Really poorly done wiring - many I've looked at have a spaghetti factory going on behind the dash and in the engine compartment.
Tack welded or (much worse) sheet metal screwed-in floor panels.
Seats bolted to the floor panels with no substantial backing metal under the floors for strength (yeah, like four 1/4"-20 bolts are going to hold the seats in in an impact?)
Poor routing of the fuel line/hose, especially in the rear, which allows contact abrasion and/or too close to exhaust pipes (causing vapor lock and worse).
Lack of a positive anchor point for front and rear ends of the steel gas line, allowing it to flap around, fatigue and, eventually, break.
Lack of a front body suspension bracket. This sits on top of the front torsion bar mounts just ahead of the fuel tank and holds up the nose of the car. Without it you get both fiberglass fracturing around/near the headlights and at the front bottom corner of the door frame.
The "Infamous CMC Butt Sag" caused, not so much by fatigue of the frame over time (which probably adds slightly to it) but more so by really poor assembly by the "factory" such that the body was just slapped onto the frame and the rear clip riveted to the rear portion of the frame without ever making the door gaps correct in the first place. Fix is to drill out 6-8 rivets holding the body to the rear frame, jack up the body til the door gaps are straight and even and rivet or bolt it back together.
Check for a wide-area bubble in the fiberglass between the engine cover and the top of the rear cowl - right where one might put a third brake light above the engine cover.

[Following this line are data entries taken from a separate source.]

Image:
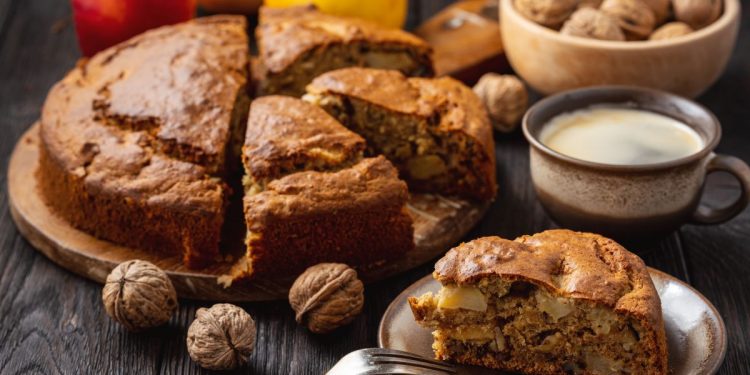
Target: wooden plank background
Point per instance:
(52, 321)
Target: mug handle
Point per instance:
(740, 170)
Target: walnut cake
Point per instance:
(299, 43)
(557, 302)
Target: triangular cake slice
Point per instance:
(310, 197)
(135, 140)
(434, 130)
(299, 43)
(557, 302)
(287, 135)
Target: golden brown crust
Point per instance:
(136, 132)
(455, 105)
(570, 264)
(354, 216)
(285, 34)
(284, 132)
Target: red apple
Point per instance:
(103, 23)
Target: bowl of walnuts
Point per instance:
(681, 46)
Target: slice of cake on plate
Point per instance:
(557, 302)
(136, 140)
(311, 197)
(299, 43)
(434, 130)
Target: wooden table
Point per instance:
(52, 321)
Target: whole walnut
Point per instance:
(550, 13)
(697, 13)
(327, 296)
(592, 23)
(221, 337)
(505, 98)
(671, 30)
(590, 4)
(635, 18)
(139, 295)
(661, 9)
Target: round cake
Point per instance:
(142, 145)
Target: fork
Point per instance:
(375, 361)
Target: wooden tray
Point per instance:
(439, 223)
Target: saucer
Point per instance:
(696, 337)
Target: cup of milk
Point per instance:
(627, 162)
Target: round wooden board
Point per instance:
(439, 223)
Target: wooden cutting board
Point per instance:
(439, 223)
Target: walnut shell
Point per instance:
(505, 98)
(221, 337)
(635, 18)
(697, 13)
(671, 30)
(590, 4)
(592, 23)
(661, 8)
(550, 13)
(327, 296)
(139, 295)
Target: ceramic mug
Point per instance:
(630, 201)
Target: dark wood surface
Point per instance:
(52, 321)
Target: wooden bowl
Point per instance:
(552, 62)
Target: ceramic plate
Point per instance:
(695, 332)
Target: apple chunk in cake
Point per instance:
(435, 131)
(558, 302)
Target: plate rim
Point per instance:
(721, 340)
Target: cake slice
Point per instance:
(299, 43)
(557, 302)
(434, 130)
(356, 216)
(310, 197)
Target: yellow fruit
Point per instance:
(390, 13)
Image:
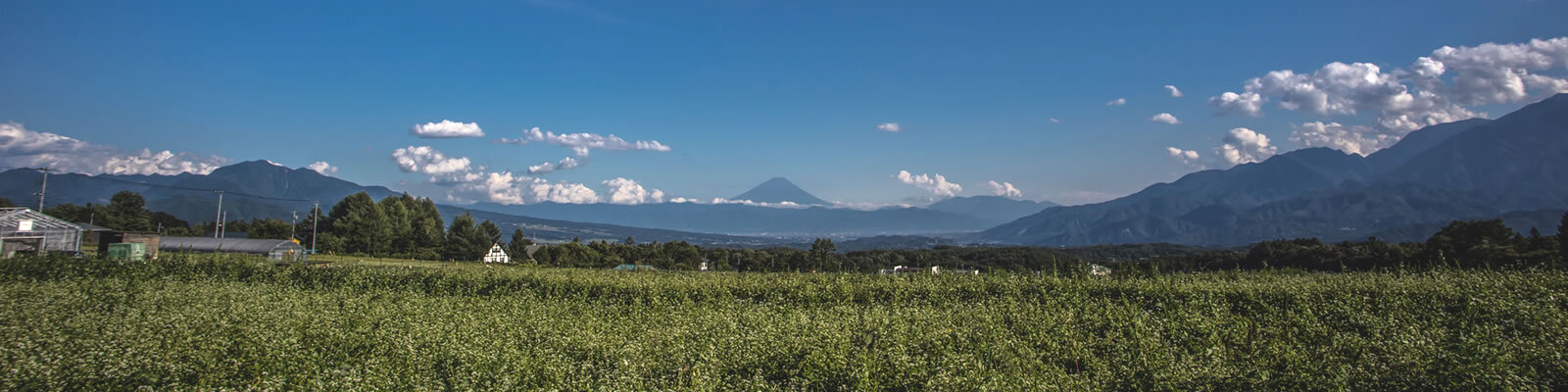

At this age, it will never get any bigger but it sometimes looks a bit odd if you notice it. They're sometimes 16" across and 8" front to back. If the top cowl looks as if the line doesn't match the line across the engine cover (like it bulges slightly) then you can live with it or have it taken out and filled.
On the plus side......a lot of CMC's had the thickest fiberglass in the industry and, as a whole, are usually pretty good bodies. What detracts from a CMC is usually the build quality Which varied widely between (amateur) builders.